Breakout group 2, session 1 – What systems are involved in data preparation processes, and what impacts do they have? – chair: John Beaman, University of Leeds
M Wolf – systems for non-digital data (x2)
Several institutions do not have data repositories in place yet
Interest in EPrints and DSpace as data platforms
JB – The better prepared data is before it enters the repo, the more likely it is to be reused. But metadata creation is something of a chore – how might systems lighten this burden?
Types of system/activities used – integrity checking
MW - (Highly) negative feedback about Recollect.
Data should be documented at every stage, but not necessarily utilising metadata standards – too much of a turn-off for researchers.
GB (Lboro) – key thing is to get researchers engaged: if you make it too onerous, they won’t do it. So start light, then build on that.
JB – Simplicity is vital.
John Lewis – we should differentiate between research documentation and data documentation (metadata).
Peter (BTO) – documentation can be zipped into / bundled with the data deposit
DOIs help map to DataCite schema, and are widely understood – only 5 mandatory fields in DataCite, so pretty minimal.
JB – Paper discovery is most likely to be done via Google Scholar or some other aggregator/harvester – not via university or repository search function. Likely to be the same for data – so simplicity (of metadata creation and discovery mechanisms) is a key theme.
Does anyone disagree that minimal metadata is the best approach? Suzanne and Shannon do! Minimal is fine for human-readable, but to use it for other purposes it needs to be different. A more detailed schema enhances discoverability.
Aneesha – who checks quality? A. Sometimes librarians, who do sanity checking and spot obvious mistakes/typos. But they’re likely to miss the smaller issues, being non-specialists. So ideally researchers would spend some time on this, but it’s hard to get them to do it. A’s institution is following a relatively more intensive metadata approach, given that lots of deposits are not well documented when they are submitted.

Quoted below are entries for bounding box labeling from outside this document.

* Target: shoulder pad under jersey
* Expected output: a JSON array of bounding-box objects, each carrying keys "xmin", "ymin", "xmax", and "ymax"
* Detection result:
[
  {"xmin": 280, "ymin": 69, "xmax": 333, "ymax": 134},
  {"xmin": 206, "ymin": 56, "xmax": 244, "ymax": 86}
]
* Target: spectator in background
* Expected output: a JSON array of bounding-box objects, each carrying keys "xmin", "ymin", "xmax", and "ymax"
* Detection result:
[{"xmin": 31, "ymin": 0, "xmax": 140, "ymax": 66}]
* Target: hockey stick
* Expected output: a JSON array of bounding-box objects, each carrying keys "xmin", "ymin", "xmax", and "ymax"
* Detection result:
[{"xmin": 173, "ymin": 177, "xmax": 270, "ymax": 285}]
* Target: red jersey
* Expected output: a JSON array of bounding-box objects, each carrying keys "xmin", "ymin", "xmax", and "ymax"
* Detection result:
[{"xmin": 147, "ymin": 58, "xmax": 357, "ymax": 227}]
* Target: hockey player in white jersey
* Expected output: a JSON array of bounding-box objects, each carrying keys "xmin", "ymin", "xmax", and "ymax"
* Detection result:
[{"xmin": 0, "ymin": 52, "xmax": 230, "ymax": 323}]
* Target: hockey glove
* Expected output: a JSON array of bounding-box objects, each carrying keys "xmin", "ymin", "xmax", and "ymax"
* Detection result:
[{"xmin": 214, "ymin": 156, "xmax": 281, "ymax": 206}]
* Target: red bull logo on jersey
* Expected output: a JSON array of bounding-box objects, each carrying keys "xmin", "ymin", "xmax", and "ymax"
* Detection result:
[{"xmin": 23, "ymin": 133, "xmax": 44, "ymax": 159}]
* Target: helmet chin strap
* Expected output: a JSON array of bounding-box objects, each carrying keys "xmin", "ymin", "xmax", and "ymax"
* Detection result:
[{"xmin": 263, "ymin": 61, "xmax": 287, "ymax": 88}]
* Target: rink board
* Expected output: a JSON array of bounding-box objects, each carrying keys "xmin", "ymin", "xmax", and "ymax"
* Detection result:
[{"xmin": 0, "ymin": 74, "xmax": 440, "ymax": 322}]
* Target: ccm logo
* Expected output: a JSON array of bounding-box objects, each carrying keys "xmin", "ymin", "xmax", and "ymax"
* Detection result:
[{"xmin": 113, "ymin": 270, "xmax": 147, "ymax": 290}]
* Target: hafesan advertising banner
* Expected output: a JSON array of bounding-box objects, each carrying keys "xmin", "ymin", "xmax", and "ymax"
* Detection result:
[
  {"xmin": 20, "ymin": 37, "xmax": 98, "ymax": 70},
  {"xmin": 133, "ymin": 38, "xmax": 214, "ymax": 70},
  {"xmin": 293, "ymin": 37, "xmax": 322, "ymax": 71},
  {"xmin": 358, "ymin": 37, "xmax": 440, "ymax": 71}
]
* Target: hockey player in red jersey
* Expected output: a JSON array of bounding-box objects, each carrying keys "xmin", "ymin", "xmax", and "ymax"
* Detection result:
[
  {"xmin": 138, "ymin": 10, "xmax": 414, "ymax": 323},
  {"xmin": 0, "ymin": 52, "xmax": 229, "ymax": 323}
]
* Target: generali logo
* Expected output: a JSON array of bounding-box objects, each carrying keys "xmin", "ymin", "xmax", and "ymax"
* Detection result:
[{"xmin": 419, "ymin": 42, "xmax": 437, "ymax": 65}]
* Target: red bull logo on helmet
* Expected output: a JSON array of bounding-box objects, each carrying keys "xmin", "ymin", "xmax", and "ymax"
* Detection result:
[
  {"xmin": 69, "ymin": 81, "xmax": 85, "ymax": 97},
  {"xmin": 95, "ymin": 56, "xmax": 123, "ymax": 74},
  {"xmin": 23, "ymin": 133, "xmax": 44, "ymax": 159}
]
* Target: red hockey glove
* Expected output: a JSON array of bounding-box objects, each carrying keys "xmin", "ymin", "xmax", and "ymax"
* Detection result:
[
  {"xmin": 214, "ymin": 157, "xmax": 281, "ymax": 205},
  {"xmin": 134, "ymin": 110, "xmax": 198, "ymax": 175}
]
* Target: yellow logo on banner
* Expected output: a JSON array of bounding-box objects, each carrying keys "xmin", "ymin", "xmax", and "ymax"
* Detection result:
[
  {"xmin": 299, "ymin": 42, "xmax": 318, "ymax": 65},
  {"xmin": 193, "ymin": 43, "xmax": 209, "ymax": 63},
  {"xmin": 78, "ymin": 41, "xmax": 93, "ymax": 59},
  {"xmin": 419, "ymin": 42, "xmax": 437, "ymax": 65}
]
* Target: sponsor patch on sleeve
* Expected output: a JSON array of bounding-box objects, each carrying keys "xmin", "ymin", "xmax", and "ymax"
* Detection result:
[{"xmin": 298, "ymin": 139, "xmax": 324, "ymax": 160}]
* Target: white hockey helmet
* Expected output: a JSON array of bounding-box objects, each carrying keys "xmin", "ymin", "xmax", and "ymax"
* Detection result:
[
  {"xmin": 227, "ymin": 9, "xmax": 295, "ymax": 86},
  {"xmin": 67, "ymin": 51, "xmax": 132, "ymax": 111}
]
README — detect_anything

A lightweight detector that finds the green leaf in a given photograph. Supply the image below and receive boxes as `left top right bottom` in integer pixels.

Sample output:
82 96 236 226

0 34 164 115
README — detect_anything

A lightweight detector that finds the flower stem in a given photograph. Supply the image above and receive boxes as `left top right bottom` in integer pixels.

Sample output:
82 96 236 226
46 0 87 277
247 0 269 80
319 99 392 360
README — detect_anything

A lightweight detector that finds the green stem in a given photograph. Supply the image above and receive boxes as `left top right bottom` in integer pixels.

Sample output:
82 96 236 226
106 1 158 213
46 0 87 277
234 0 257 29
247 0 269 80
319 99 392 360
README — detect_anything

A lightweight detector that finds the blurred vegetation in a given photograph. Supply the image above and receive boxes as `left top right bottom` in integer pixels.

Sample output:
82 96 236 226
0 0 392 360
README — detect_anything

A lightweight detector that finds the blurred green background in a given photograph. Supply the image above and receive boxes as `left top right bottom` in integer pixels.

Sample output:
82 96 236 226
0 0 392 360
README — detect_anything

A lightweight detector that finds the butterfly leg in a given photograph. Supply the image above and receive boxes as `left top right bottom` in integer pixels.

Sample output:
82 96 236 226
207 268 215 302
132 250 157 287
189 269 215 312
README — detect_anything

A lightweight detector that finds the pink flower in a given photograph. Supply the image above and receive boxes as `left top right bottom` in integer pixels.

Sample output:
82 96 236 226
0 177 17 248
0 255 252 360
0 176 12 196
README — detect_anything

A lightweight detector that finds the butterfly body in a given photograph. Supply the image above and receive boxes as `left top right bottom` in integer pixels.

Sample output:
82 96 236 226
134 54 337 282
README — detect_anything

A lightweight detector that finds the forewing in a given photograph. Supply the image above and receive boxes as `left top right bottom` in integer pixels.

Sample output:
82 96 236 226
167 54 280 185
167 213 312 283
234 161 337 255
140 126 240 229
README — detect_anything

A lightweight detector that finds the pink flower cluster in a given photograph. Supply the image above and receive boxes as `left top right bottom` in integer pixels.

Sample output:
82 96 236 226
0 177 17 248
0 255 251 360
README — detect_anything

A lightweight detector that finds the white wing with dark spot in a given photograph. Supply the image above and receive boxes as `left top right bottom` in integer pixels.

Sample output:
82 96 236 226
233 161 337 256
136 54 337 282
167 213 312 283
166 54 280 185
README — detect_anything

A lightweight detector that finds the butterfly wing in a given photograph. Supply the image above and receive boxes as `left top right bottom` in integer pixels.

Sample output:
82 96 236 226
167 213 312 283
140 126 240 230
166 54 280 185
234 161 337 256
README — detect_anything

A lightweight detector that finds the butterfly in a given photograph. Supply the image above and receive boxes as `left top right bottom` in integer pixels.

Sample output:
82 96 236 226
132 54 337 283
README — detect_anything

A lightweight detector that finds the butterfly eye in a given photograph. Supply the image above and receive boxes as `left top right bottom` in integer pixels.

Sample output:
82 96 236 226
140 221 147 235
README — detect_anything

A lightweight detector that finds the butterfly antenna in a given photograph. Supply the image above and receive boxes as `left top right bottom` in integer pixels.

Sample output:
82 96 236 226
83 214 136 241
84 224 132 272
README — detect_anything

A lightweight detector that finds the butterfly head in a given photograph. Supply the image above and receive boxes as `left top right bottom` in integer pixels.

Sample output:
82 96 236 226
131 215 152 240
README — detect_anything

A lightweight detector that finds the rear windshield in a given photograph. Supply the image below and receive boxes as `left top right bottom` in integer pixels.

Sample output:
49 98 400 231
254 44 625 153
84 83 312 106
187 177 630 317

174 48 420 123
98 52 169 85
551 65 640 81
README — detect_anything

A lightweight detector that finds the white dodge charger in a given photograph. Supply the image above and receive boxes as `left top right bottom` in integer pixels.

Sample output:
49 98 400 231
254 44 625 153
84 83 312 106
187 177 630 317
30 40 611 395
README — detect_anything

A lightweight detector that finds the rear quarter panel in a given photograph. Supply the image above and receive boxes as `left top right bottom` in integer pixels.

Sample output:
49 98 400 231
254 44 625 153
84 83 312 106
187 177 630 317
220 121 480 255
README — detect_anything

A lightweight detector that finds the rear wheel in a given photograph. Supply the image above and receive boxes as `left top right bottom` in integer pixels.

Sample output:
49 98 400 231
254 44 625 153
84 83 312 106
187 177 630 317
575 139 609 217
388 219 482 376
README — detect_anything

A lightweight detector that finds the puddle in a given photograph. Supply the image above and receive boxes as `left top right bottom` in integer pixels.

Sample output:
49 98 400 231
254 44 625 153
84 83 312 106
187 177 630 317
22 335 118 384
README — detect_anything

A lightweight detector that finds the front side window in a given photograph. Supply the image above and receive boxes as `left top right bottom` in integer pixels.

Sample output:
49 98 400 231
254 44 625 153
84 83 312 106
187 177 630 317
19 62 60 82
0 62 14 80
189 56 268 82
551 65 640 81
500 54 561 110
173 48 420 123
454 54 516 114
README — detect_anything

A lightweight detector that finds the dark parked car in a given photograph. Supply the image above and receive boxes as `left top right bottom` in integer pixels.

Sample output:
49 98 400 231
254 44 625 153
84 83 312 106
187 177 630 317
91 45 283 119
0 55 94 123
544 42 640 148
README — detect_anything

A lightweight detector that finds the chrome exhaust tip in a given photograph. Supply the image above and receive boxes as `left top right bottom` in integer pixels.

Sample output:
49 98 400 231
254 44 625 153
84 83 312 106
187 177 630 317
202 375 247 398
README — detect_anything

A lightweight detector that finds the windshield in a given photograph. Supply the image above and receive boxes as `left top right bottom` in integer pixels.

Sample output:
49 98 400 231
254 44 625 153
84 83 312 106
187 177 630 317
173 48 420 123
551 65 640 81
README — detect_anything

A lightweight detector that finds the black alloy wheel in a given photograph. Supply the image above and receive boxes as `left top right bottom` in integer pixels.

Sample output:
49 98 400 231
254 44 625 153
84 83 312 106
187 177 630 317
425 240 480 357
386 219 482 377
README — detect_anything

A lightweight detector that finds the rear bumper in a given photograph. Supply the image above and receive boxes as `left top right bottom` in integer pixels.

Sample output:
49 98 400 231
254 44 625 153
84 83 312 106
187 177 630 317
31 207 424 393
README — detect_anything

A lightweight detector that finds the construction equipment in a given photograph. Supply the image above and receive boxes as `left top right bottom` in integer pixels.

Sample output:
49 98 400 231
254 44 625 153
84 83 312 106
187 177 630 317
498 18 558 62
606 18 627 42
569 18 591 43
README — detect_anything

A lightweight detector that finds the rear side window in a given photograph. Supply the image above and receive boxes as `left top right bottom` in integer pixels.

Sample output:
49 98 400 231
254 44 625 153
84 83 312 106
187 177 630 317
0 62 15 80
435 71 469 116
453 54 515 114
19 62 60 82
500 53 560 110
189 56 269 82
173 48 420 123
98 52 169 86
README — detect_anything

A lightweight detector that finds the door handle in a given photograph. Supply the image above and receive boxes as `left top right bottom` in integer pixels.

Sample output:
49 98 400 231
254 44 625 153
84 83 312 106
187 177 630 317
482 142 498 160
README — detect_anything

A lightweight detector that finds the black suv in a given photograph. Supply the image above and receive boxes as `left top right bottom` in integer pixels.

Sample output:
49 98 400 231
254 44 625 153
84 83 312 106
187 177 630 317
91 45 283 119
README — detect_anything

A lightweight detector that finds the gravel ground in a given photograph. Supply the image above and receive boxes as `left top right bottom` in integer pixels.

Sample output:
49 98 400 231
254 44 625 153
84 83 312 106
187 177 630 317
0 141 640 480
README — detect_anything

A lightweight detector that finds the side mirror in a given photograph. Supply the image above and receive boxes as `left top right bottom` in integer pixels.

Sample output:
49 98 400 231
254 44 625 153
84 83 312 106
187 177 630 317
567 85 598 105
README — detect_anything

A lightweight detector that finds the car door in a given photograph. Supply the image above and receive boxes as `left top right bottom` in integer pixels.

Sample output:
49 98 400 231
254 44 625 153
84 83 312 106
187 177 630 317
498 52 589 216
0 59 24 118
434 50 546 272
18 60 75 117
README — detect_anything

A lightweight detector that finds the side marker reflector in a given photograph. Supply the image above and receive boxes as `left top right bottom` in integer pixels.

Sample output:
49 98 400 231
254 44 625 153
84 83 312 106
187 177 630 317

JB – pros and cons of a one size fits all approach (i.e. bundling into a zip file, accompanies with a readme file.) Not great from a discoverability standpoint, and may lead to more errors. So more care required from the researcher’s side. But little incentive for this at present.
JB – Google Refine / Open Refine
Scientific instruments introduce closed, proprietary data formats (often without much forethought.) Ideally it can also be converted into an open format, and both versions preserved.